There’s been a massive heat wave this past week here in Culver City, and in response I decided to avoid using the oven at all costs. This was pretty easy to do, (thanks, microwave!), but it still didn’t keep the heat down in the apartment. So, I cooled down the only way I knew how. I ate lots and lots of fruit from the refrigerator. Mmmmm cold fruit, so juicy and wet and refreshing. I threw together this fruit salad with some prickly pears I found at Albertson’s. I’d never used prickly pears to make anything before, but I had them juiced in mixed drinks and it always tasted pretty good. So, I ventured to make a tasty fruit salad with them! They’re called prickly pears because they’re shaped like pears but grow on cactuses, and have tiny brown circles on the outside of them that have small furry, prickly bristles that will come off onto your skin, so take caution when preparing them. I read online that they are usually juiced, but could also be eaten plain after
you peel them, as long as you don’t mind the seeds which are apparently edible. Well, I juiced one of the prickly pears to pour over the salad and cut up the other one to put in the salad, and I can honestly say that I wish I would’ve juiced both of them.

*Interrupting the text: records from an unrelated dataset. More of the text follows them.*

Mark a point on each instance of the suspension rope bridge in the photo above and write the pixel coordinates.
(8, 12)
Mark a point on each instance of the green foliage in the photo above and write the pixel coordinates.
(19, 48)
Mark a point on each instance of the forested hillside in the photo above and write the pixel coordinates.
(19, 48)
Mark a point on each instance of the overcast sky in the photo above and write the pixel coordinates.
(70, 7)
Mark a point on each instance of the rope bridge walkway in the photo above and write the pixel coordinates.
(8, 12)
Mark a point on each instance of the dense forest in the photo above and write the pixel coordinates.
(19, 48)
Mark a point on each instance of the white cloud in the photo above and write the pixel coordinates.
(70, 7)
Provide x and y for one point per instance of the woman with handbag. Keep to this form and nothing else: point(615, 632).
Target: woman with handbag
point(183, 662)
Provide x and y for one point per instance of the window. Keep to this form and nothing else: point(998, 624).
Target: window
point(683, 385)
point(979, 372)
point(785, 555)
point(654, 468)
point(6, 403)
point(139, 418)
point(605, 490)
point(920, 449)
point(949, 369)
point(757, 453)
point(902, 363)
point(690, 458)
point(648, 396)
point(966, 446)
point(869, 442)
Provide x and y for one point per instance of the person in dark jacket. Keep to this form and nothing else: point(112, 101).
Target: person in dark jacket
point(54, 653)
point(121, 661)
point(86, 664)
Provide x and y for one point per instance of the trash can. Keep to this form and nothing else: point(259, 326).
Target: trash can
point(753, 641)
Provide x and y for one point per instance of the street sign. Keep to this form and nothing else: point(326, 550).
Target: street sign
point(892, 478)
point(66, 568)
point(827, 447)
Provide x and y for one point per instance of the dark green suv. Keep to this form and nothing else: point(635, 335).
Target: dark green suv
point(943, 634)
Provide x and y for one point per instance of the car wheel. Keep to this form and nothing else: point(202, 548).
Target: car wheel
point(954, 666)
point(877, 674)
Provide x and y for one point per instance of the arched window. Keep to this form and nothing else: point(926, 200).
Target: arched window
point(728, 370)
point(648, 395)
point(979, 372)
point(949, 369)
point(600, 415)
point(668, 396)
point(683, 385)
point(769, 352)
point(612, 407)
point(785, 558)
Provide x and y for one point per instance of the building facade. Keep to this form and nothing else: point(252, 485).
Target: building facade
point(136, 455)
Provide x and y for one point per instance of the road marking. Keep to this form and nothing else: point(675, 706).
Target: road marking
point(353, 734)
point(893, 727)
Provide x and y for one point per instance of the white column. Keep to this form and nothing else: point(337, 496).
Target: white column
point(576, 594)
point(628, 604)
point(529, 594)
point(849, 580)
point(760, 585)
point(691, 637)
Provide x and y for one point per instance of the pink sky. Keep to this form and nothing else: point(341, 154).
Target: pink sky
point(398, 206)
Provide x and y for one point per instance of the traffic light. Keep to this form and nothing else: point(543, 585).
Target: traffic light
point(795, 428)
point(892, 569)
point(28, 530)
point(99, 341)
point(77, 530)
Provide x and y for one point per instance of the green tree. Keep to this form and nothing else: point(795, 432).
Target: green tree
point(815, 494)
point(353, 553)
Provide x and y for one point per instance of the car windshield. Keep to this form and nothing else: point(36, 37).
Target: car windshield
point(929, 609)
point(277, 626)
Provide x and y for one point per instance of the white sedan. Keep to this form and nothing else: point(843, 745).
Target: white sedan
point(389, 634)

It’s not that the flesh of the fruit didn’t taste good, it has a great honeydew melon type flavor, but there were SO many seeds and they were fairly large and really hard, not something that I would just swallow massive amounts of. So, if you don’t have any problem with seeds, then feel free to cut one up and put it in the salad, but if you have a tough time eating a large amount of seeds, then juice both of them and pour the syrupy juice over the salad. Enjoy!

Prickly Fruit Salad

Course Salad
Prep Time 15 minutes
Servings 2 Servings
Author Eva Kosmas Flores

Ingredients

  • 1 Banana cut into slices
  • 2 Pluots
  • 2 Prickly Pears
  • 1 Tangerine peeled and separated by slice

Instructions

  1. Cut the pluots in half, remove and discard their pits, and cut each of the pluots into sixths. Place the banana, pluots and tangerine slices into a medium sized bowl, stir so that thefruits are evenly distributed, and set aside. Cut a vertical line down the side of one of the prickly pears, then cut the top and bottom off. Now, place your finger underneath the vertical line and grab ahold of the pear’s skin. Peel the skin off and discard it. Repeat this process with the other prickly pear. Now, you can either slice one of the prickly pears and put it in the salad, if you don’t mind lots of hard seeds, or you can slice up both of the prickly pears and push the slices through a sieve held over the bowl of fruit so that all of the juices from the prickly pears fall over the fruit. Garnish with one remaining slice of prickly pear and serve cold.